Berbagai inisiatif dan model advokasi mulai dikampanyekan.
Ketika
penangkapan Anwar Sadat, Direkur Walhi Sumsel, penulis yang
mendapatkan sms pada sore hari, langsung menggelar rapat. Rapat
membahas beberapa agenda penting. Dukungan solidaritas harus segera
dilaksanakan. Penggalangan publik mulai dilakukan.
Setelah
rapat hingga pukul 21.00 wib, disepakati, penulis harus langsung ke
Palembang, selain memberikan dukungan politis, juga memastikan proses
hukum dapat direspon cepat.
Penulis
kemudian berangkat ke Palembang dan sebelum subuh sudah berada di
Kantor Walhi Sumsel.
Pada
hari yang sama, Walhi Jambi mengadakan aksi solidaritas di Bundaran
HI. Sebuah respon cepat selain memang diperlukan dukungan politik
dari Jambi, sekaligus mulai menguji Mekanisme yang sudah disepakati.
Berkat
dukungan dari tim yang sudah disusun, kegiatan ini mendapatkan
tanggapan yang baik. Penulis cukup berkonsentrasi di Palembang
mendampingi proses terhadap Anwar Sadat (penulis seminggu di
Palembang), sedangkan aksi solidaritas bisa dilakukan dan program
tetap berjalan. Penulis tetap mendampingi proses hukum hingga putusan
(vonis)
Evaluasi
ini sedikit menggembirakan. Dan penulis yakin dengan tim yang telah
disusun.
Bulan
Februari, Walhi Jambi diundang dalam acara sosialisasi komitmen
Protokol APP. Berbagai usulan diluar internal Walhi Jambi memandang
tidak perlu menghadiri acara. Argumentasi yang disampaikan, pada
prinsipnya tidak ada yang berbeda. Cuma menurut penulis, menghadiri
atau tidak menghadiri itu masalah “taktis” yang kondisi
obyektif di tiap daerah berbeda-beda.
Setelah
berkomunikasi effektif dengan Eksekutif Nasional untuk “memastikan”
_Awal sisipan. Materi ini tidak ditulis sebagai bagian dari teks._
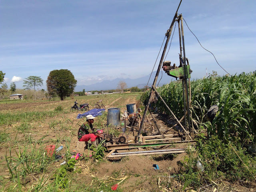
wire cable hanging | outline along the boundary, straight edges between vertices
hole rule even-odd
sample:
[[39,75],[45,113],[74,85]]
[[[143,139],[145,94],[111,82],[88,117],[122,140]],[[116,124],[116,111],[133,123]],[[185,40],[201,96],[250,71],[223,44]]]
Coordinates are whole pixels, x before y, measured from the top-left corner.
[[[170,43],[170,46],[169,46],[169,49],[168,49],[168,51],[167,52],[167,53],[166,53],[166,54],[165,56],[165,57],[164,58],[164,61],[165,61],[165,59],[166,58],[166,57],[167,56],[167,55],[168,54],[168,53],[169,52],[169,51],[170,50],[170,47],[171,47],[171,44],[172,44],[172,38],[173,37],[173,35],[174,34],[174,32],[175,31],[175,28],[176,27],[176,24],[177,24],[176,22],[175,22],[175,25],[174,26],[174,29],[173,30],[173,32],[172,33],[172,38],[171,39],[171,42]],[[162,78],[163,77],[163,69],[161,69],[161,78],[160,78],[160,79],[159,80],[159,81],[158,81],[158,83],[157,84],[157,86],[156,86],[157,87],[158,86],[158,85],[159,84],[159,83],[160,82],[160,81],[161,81],[161,80],[162,79]]]
[[206,51],[207,51],[208,52],[209,52],[210,53],[211,53],[212,54],[214,58],[214,59],[215,59],[215,60],[216,61],[216,62],[217,62],[217,63],[218,63],[218,64],[219,65],[219,66],[221,67],[221,68],[224,70],[226,73],[227,73],[229,75],[230,75],[230,76],[231,76],[231,75],[230,75],[229,73],[228,73],[228,72],[227,71],[226,71],[226,70],[225,70],[220,65],[220,64],[219,64],[219,63],[218,62],[218,61],[217,61],[217,60],[216,59],[216,58],[215,58],[215,56],[214,56],[214,55],[210,51],[208,51],[208,50],[207,50],[205,48],[204,48],[204,47],[203,47],[202,46],[202,45],[201,44],[201,43],[200,43],[200,42],[199,42],[199,40],[198,40],[198,39],[197,38],[197,37],[196,37],[196,35],[193,33],[193,32],[192,32],[192,31],[191,31],[191,30],[190,30],[190,29],[189,28],[189,27],[188,27],[188,24],[187,24],[187,22],[186,22],[186,21],[184,19],[184,18],[183,18],[183,20],[184,20],[184,21],[185,22],[185,23],[186,23],[186,24],[187,25],[187,27],[188,27],[188,29],[190,31],[190,32],[191,32],[191,33],[192,33],[192,34],[193,34],[194,35],[194,36],[196,37],[196,39],[197,40],[197,41],[198,42],[198,43],[199,43],[199,44],[200,44],[200,45],[205,50],[206,50]]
satu langkah, penulis menghadiri undangan tersebut. Undangan itu
penting dihadiri, selain melihat suasana dinamika di forum itu
(penulis ingin menangkap makna keinginan APP yang hendak
berbenah), justru di kesempatan itulah, Walhi Jambi harus
menunjukkan jati dirinya. Meminjam istilah Sun Tzu (ahli strategi
militer China) “menguasai kekuatan lawan dan mengetahui
kelemahan sendiri, sudah setengah memenangkan peperangan”.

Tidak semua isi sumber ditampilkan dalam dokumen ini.